Der sogenannte „Inflation Reduction Act“ der USA wird von vielen falsch eingeordnet. Das ist weder ein „Klimaprogramm“, noch ist es ein blindes Schuldenprogramm. Bei unseren Ökonomen hat so etwas überwiegend einen schlechten Ruf, es gilt als Staatsintervention in die Märkte, als ein Subventionsprogramm mehr.
Es ist vollkommen richtig, staatliche Schuldenprogramme und mehr noch Subventionen kritisch zu hinterfragen. Es sollte aber nicht dabei bleiben, beides einfach nur stereotyp abzulehnen, denn es sind essentiell erforderliche Methoden für die staatlichen Aufgaben in einer Marktwirtschaft. Der Streit muss der Frage gelten, wofür sie eingesetzt werden – das ist sogar weit wichtiger als die bei uns auch primäre Frage der Dosierung.
Momentan wenden die Europäer einen dreistelligen Milliardenbetrag auf, um fossile Energiepreise zu subventionieren. Alleine aus Deutschland fließen jährlich i.d.R. mehr als 100 Milliarden für den Import solcher Stoffe ab. Damit die seit 2022 weit mehr als 100 Milliarden für die Verbraucher bezahlbar bleiben, legt der Staat seinerseits mehr als 100 Milliarden hin, damit dieser Geldabfluss weiter geht, ohne unsere Verbraucher zu überfordern. Jahr für Jahr läuft das so.
Der IRA wird in unseren Medien und von vielen Ökonomen mit einem Volumen zwischen 300-600 Milliarden beziffert, die über zehn Jahre zu verteilen seien. Das wird also entsprechend stark relativiert und zugleich als Subvention disqualifiziert.

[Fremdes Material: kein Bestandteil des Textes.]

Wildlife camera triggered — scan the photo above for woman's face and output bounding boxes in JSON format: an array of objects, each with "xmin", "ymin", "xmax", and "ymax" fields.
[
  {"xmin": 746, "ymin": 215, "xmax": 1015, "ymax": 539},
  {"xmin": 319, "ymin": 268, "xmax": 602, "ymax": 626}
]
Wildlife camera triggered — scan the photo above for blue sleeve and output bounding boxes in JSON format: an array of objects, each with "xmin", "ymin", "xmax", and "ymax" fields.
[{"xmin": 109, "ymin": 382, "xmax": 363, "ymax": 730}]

Zunächst mal ist die Summe definitiv falsch. Es gibt kein Budget, die Zahlen sind Schätzwerte. Der IRA ist keine simple „Subvention“. Unternehmen können dort nun Projekte anmelden, die unter den IRA fallen und für ihre Investitionen Steuergutschriften erlangen. So wird privates Investment initiiert, das den stattlichen Geldern voranzugehen hat. Begrenzt oder budgetiert ist es nicht, die Höhe des Programms entscheidet alleine der private Investor.
Was hier – und in den USA selbst – von konservativen Kreisen gerne als „linkes Schuldenprogramm“ bezeichnet wird, ist also eher ein knallhartes Industrieprogramm, bei dem das private Kapital übrigens um Faktor drei bis vier höher sein wird als das staatliche. Die Voraussetzungen für die Steuergutschriften sind bekannt: Es hat sich um Investitionen in die Modernisierung des Energiesektors sowie in die Elektrifizierung der Industrie zu handeln – die in den USA zu wirken haben.
Der Unterschied zwischen den Konservativen in Europa und den USA besteht darin, dass die sich in den USA mit der „anderen Seite“ in solchen Programmen grundsätzlich einig sind. Niemand anders als Trump ist bis heute der Präsident mit dem steilsten Anstieg der Staatsdefizite. Die Republikaner stänkern zwar über den IRA genauso wie die europäischen Konservativen („linke Ideologie“), aber sie würden sehr ähnliches tun.
Vor einigen Tagen hatte ich eine Studie von Goldman Sachs veröffentlicht, die zum Ergebnis kommt, dass der IRA vermutlich bis zu vier Billionen Investments erzeugen wird. Paul Krugman hat in der NYT eine sehr eindrucksvolle Statistik kommentiert, in der er nachweist, dass der IRA bereits jetzt exponentiell wachsende Investments des verarbeitenden Gewerbes ausgelöst hat. Amerika baut derzeit Fabriken wie lange nicht mehr.
Der IRA wirkt bereits und er könnte sich als geniale Idee herausstellen. Subvention ist nicht gleich Subvention, Schulden sind nicht gleich Schulden – das kann auch fundamentale Auswirkungen haben. Die Europäer sollten nicht auf dem Geld sitzen und wenn sie es locker machen ausgerechnet in den Abgesang der fossilen Wirtschaft stecken.
Wir wummsen uns in die Vergangenheit, das sind in der Tat Schulden ohne Sinn und Verstand!